The prize that opened prison doors

Anna Kent
Opinion - Books Monday, 26th July 2021

Anna Kent, author of the thriller The House of Whispers, reports on some of the extraordinary experiences following her victory at the Montegrappa prize


When I entered the inaugural Montegrappa Writing Prize at the Emirates Airline Festival of Literature in 2013, my goal was merely to have my work read by a top London agent. As an aspiring novelist, I spent most of my procrastination time Googling how difficult it was to get an agent, so the chance to have Luigi Bonomi of LBA actually look at my work was one not to be missed. I had only about 30,000 words of the novel at that point, but you didn't have to have a finished manuscript, so I wrote a synopsis, polished the first five pages, and sent it off.

I didn't expect to win, but I did hope that if Luigi saw anything, any shred of talent or promise worth developing, he might give me a nod. I was raising my head a little above the parapet for the first time in my fiction-writing life, and wondering: do I have what it takes, or is the idea of being a novelist just a ridiculous dream?

I didn't think much about what would happen if I won first prize. Obviously, there was the prize-giving ceremony, the congratulations and a face that ached from smiling so much - but then what? My prize included a flight to London (I live in Dubai) to have lunch with Luigi. Over that lunch, I pitched the novel to him properly.

"How quickly can you finish it?" he asked, and that's when my new career began. I'd be lying if I said it wasn't a steep learning curve and a lot of hard work. There were tears, there was despair, and there was a low point in which I contemplated giving it all up; but, ultimately, I managed to produce a manuscript that enabled Luigi to secure me the first of two three-book contracts, the second of which is with HarperCollins' terrific HQ Stories.

I can see now that winning the prize was not the end of the process, as one would tend to imagine - rather, it was the beginning of a journey I'm still on today.

Being a published author has opened some incredible doors for me. I've discovered that I love teaching and inspiring others, and I've had to conquer my fear of public speaking in order to deliver workshops at literary festivals, in workplaces and in schools. In 2016, I was invited by the UAE government to be part of a think tank to encourage reading in the region, and in 2019, I worked as a writer-in-residence in Dubai Central Prison with author Clare Mackintosh.

Clare and I met at the EAFOL in 2019. A few months previously, I'd taught a morning's workshop inside the Dubai Central Prison as part of a programme run by the Emirates Literature Foundation, and Clare had also visited the prison while she was in Dubai. We got talking about our experiences there and how we wanted to do something more for inmates - to give them a voice - and an idea was born: we wondered if we could spend a week inside the prison, teaching a creative workshop so intense that it would be possible at the end of it to publish a collection of essays and personal reflections written entirely by inmates.

Amazingly, we got the green light from the authorities, and we put together the course content. It was a really big deal: it was the first time that two authors had ever been allowed to remain as unsupervised "writers in residence" inside Dubai Prison. It was also ambitious: my class of 15 women came from 13 different countries, and none was a native English-speaker, yet Clare and I were determined that the inmates' thoughts would not be censored, and that their published words would be their own. The result, an anthology called Tomorrow, I Will Fly, was published in February 2020 and remains a book of which I'm very proud.

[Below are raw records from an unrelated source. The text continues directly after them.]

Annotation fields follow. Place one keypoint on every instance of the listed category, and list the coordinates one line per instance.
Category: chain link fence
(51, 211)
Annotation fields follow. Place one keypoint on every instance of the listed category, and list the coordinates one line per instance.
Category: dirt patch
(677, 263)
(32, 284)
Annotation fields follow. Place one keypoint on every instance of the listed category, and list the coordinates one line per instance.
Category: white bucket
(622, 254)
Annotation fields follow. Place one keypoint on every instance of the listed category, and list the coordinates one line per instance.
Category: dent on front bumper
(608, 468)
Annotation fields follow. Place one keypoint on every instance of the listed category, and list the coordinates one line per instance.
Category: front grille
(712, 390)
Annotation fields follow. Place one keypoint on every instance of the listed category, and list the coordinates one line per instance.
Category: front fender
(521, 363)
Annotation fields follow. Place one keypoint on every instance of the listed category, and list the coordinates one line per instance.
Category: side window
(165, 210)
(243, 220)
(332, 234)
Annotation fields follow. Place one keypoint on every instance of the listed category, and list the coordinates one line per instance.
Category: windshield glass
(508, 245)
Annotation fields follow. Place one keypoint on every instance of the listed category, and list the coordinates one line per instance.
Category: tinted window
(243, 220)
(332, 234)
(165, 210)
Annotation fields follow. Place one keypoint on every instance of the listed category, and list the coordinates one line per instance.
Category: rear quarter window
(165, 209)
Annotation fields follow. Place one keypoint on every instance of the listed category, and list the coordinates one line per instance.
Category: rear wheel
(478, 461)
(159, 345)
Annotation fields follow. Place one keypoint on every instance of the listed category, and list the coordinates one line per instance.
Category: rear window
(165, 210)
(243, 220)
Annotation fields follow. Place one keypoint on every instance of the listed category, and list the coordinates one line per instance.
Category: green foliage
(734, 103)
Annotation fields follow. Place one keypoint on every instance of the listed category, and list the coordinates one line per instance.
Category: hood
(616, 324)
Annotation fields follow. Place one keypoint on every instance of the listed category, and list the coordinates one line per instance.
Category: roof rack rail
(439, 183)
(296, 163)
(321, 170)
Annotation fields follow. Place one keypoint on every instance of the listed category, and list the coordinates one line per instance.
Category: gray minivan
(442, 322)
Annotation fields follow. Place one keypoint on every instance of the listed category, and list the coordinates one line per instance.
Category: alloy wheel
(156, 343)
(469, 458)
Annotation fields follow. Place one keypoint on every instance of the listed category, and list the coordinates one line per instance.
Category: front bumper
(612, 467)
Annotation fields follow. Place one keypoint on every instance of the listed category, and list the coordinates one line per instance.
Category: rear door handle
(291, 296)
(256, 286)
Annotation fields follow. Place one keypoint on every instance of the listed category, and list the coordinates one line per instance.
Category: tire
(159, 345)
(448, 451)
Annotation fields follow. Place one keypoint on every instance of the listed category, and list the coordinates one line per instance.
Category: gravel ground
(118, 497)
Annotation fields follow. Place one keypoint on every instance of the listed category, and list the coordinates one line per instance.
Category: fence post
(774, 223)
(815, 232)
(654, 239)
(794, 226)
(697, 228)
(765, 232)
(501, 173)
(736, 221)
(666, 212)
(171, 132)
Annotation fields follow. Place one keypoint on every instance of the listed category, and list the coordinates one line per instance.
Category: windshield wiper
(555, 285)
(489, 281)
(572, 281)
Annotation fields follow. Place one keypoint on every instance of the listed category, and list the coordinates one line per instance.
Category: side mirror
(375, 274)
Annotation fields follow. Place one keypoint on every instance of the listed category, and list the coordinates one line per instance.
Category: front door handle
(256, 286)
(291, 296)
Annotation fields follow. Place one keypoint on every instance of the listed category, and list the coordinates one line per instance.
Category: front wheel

People ask me how it felt to work inside Dubai Central Prison, and I'm the first to admit I was nervous before I got there. I just didn't know what to expect, both in terms of the surroundings and the students. Would I be watched by guards all day? Would the door be locked? Would the students be receptive?

But I needn't have worried. Inside the prison, Clare and I visited the ladies' boutique and the library; we saw the workshops where inmates make everything from knick-knacks to furniture; we visited a hydroponic garden tended by inmates and were even offered a ride on a dune buggy assembled right there. My class was keener than any group of students I've taught. When I arrived each morning, they'd be sitting at their desks, already working. They were excited to have the chance to speak out; excited to see their names in print; excited to send the finished book to their families back home.

Thrown together so closely, we got to know each other well. Friendships formed. On the last day of the workshop, there were tears on both sides. But the story has a happy ending: I've been back inside several times since, and am happy to say that almost every woman from my class has since been released. 

HQ publishes The House of Whispers by Anna Kent on 5 August.